Conor stares at the dollar bill lying on the counter in the dim light of the bar's lamps. He watches the bounty hunter leave, and calls after him: "Hey, thank you!" 
The hyena closes his eyes as his paw curls around the money. "Barman, I think I can pay my bills now."
Jordan Jaguar nods, and sets the iced tea down in front of Conor.


----------



## zyther kaldrok (Dec 1, 2018)

@ConorHyena "philipines and Kazakhstan" zyther cracked his knuckles and fixed itched his face "fuck that was 3 years ago"


----------



## ConorHyena (Dec 1, 2018)

zyther kaldrok said:


> @ConorHyena "philipines and Kazakhstan" zyther cracked his knuckles and fixed itched his face "fuck that was 3 years ago"


Conor visibly relaxes.
"Kasakhstan, huh. Tough place. Pretty cold in winter, I've heard." he takes another sip of his drink. "And three years is quite a long time. Back then, I was still with the Army..." he scratched his chin. 
"Anyhow, nice to meet you. Name's Conor."


----------



## center108 (Dec 1, 2018)

As I strugle through the door and get my wings closed the man walking out bumps me slightly. Not meanly or aggressively just kinda distracted. As he walks out a poster lands on the floor. I squat down and pick it up and give it a good once over. “Hey this looks like frank!”


----------



## Seph (Dec 1, 2018)

Seph had been walking for days, town to town searching for someone. Someone who was asking around about his old friend. As Seph arrived in this new town he saw a Juice bar. 
"Could use some water" He said to himself. He could go without water for weeks but it was always nice to rest. As he struggled to fit through the doorway he saw a poster with his friend's face on it.


----------



## idkthough120 (Dec 1, 2018)

"i'd rather have water..."


----------



## zyther kaldrok (Dec 1, 2018)

zyther noticed @ConorHyena was tense for a little bit "hey whyd u get all tense when i said i was a mec"


----------



## ConorHyena (Dec 1, 2018)

zyther kaldrok said:


> zyther noticed @ConorHyena was tense for a little bit "hey whyd u get all tense when i said i was a mec"

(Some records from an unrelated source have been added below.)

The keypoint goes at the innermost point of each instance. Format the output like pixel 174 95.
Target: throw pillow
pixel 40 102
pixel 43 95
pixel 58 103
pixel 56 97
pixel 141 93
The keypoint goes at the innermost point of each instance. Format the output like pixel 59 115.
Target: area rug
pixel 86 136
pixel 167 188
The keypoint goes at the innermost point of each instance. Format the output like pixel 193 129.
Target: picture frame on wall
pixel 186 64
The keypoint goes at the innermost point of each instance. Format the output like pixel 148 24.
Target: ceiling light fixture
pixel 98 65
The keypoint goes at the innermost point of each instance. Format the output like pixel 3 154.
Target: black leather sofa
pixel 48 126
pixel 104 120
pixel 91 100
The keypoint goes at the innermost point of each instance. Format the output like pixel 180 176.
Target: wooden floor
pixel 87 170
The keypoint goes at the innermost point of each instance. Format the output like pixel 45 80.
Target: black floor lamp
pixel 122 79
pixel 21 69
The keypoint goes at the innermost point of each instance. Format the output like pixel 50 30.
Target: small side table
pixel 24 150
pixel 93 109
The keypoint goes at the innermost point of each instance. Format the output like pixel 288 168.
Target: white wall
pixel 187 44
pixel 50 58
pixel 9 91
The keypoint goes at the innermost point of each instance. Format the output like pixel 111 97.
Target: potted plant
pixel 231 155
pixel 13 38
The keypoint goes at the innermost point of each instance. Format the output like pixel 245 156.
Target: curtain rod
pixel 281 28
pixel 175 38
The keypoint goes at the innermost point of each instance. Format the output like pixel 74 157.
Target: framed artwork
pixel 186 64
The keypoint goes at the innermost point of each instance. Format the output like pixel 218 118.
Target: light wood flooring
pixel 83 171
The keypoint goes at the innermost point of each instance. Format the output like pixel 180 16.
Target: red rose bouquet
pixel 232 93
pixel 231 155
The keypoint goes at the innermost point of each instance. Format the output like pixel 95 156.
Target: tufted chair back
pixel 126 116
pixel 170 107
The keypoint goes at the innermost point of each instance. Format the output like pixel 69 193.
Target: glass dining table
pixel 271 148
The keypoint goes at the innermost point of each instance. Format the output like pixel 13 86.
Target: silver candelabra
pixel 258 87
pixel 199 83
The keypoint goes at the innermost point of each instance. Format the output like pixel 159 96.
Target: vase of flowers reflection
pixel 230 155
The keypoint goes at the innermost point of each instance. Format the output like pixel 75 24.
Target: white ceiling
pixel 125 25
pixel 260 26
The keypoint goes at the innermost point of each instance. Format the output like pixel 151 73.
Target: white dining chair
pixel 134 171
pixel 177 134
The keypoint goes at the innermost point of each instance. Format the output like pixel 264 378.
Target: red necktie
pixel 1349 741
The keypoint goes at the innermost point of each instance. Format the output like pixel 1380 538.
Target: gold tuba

Conor shrugged. "Nothing really. Seen some merc do some pretty awful things down there where I was. Been calling a few of them out to those higher up. Wasn't pretty and I do suppose they weren't too happy." He sighed
"I guess I'm still tense. Nothing like meeting a guy who thinks you did him or his friends wrong a few years ago. Things can get ugly."
He took another sip of his tea "I prefer not to get into fights anymore."


----------



## center108 (Dec 1, 2018)

Imp walk up to the bar and sat on a stool. His tail swished back and forth a s he took the last bite of his burger. He swallowed and he turned to the black cat and ordered 4 burgers, 3 fries, 2 shakes and a water cause he doesn’t want to get fat. The jaguar nodded and walked off. Imp looked down at the poster once more. Studying it curiously


----------



## Seph (Dec 1, 2018)

As he finally got through he heard someone say the name Frank.
"Frank, that was his name." He whispered to himself as he approached the Bartender.
"Welcome to the juice bar, what can I get you today?" Jordan said.
"Just a water, thank you." Seph replied. As Jordan handed Seph his water he looked around to see who else was here.


----------



## center108 (Dec 1, 2018)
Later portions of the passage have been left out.